Each chapter is told from the point of view of the two parents and their four adult offspring and the book spans locations as diverse as Chicago, Las Vegas, Los Angeles and the Bay Area. A family tree is provided in the inside covers, and it is needed to keep track of several generations going through dozens of divorces. DLDS could have easily been beefed up into six separate novels, for each character has an absorbing and complex story to tell. ’ Oldest daughter Paris is the affluent, professionally successful single mother of a bright and talented son, who she suspects is getting his female classmates in the "family way". This woman of steel turns into a pill popper from the pressure of trying to hold everything in.

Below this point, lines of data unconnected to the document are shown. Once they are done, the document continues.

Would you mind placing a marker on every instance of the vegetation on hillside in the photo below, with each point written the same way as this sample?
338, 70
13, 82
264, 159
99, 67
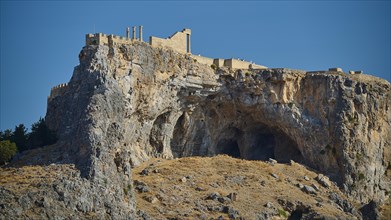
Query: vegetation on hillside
20, 139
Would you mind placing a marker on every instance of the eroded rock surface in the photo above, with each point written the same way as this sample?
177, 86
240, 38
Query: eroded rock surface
128, 103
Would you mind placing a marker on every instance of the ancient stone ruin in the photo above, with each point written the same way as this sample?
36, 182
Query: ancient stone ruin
129, 101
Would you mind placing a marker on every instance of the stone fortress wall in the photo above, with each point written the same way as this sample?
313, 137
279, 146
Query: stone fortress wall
180, 42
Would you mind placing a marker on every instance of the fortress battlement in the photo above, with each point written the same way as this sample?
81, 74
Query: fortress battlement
179, 42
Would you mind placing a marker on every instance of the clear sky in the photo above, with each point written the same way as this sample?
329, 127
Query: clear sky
41, 40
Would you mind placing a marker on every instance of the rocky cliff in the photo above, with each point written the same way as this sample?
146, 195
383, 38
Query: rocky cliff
128, 103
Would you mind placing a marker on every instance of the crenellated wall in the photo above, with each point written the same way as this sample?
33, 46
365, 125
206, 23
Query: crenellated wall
179, 41
108, 40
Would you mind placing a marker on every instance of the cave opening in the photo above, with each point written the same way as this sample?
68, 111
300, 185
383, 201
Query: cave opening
178, 136
229, 147
259, 142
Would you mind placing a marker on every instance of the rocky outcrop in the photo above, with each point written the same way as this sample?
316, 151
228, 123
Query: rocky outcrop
127, 103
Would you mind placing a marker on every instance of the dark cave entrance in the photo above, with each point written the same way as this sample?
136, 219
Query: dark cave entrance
229, 147
259, 142
177, 145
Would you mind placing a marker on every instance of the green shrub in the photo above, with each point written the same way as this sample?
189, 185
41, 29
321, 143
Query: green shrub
282, 213
361, 176
7, 151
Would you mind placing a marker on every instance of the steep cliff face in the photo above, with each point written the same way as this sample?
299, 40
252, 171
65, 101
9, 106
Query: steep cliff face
128, 103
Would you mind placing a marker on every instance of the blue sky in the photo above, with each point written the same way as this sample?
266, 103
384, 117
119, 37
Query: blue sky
41, 40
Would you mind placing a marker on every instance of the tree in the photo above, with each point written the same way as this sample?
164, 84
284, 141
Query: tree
41, 135
19, 137
6, 135
7, 151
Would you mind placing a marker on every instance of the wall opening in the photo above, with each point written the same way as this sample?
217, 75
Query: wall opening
177, 145
156, 137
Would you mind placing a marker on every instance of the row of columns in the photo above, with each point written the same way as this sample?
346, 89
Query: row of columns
140, 34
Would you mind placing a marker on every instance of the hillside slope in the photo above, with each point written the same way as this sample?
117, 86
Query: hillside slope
201, 188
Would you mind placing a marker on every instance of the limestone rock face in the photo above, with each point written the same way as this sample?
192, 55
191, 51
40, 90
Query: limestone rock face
128, 103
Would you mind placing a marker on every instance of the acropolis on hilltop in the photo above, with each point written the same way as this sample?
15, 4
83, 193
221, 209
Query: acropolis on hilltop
179, 42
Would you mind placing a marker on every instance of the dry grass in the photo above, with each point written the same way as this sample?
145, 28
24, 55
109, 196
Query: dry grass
224, 175
30, 178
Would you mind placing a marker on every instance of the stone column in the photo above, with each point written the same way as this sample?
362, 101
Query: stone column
188, 43
140, 34
134, 33
127, 33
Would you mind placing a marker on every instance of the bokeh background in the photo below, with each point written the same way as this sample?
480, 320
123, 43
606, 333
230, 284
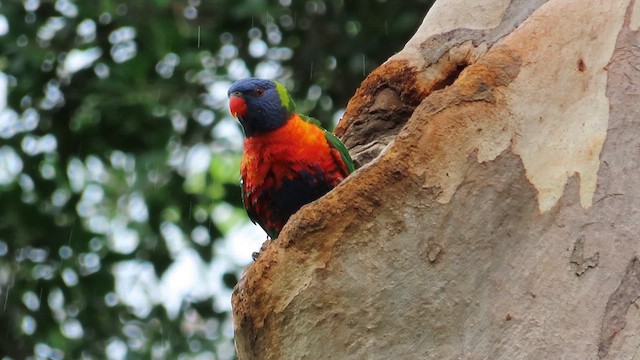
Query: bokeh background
121, 227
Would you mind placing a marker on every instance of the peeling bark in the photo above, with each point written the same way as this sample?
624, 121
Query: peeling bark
497, 207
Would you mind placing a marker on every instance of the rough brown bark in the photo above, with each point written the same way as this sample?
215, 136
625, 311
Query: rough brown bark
498, 213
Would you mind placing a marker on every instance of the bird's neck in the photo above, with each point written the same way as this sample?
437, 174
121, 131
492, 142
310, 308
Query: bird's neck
293, 133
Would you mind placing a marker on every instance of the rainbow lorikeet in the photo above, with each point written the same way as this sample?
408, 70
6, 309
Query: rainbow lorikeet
288, 159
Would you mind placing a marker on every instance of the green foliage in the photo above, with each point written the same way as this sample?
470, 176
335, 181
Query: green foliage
119, 159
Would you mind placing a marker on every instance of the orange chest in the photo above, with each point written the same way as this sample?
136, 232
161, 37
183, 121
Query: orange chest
284, 152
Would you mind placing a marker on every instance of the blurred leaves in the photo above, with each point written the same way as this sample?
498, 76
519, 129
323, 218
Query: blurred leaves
119, 161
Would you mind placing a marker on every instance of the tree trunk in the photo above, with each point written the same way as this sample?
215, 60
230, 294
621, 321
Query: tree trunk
497, 211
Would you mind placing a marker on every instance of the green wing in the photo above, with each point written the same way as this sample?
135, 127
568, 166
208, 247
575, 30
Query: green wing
335, 142
344, 153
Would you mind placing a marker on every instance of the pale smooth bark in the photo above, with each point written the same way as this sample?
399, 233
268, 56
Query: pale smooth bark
497, 211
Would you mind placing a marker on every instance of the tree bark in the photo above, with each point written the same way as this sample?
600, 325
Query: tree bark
497, 211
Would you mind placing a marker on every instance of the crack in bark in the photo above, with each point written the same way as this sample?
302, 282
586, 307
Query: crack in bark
614, 319
582, 263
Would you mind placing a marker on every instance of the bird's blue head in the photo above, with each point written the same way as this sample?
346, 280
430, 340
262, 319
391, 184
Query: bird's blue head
260, 105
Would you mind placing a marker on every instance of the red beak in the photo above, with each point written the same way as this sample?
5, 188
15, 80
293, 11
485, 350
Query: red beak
238, 106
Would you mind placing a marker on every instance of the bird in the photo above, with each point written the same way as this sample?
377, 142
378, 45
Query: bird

Charlotte, a postal supervisor, is a resentful, uptight, suspicious wife of flawed Al, and mother of two flighty daughters with ADD, and an openly gay son. Janelle -- a space cadet with a one-second attention span -- is a married to a cop who molests her daughter from her first marriage. It takes several weeks for Janelle to take action after finding out about her husband's abuse. This delay is uncomfortable and disappointing, but unfortunately, very real. Lewis has an IQ of 146 and prospects of zero. A perennial looser, he is an ex con whose ex wife is married to a white guy who wants to adopt their son. He blames all of his problems on "the [white] man".
As is true in many families no one has anything good to say about anyone else. Among the main characters Lewis and Janelle are the most pitiful. Charlotte's song of resentment is familiar theme in many families, as is Paris' superwoman balancing act. Add mother Viola's irritability (everything gets on her last nerve), and father Cecil's poor judgment into the mix and McMillan serves up a savory stew of family dysfunction, poor choices and mid life crises. All characters see breaking up as the solution to all problems and sprinkle the threat of divorce around like salt on French fries. While it contains many of her hallmark characteristics, DLDS is not a "Terry McMillan novel", e.g. a "girlfriend" book. Readers who are looking for man-woman, he-said-she-said dynamics will only get a smidgen of this in DLDS. Readers will see some of themselves in these characters. DLDS will make you think about your self and your family. The ending is a little tacked on, and a "device" is used to wrap everything up, but DLDS' resolution is none the less valid.
DLDS is not the long awaited great American novel, nor is it a ground breaking book, but it is a very worthwhile and enjoyable read. McMillan presents just about all of the confusion that exists in African American families, and shoves it right in readers' faces. All throughout the book her perspective is rooted in understanding and healing -- a very good point of view.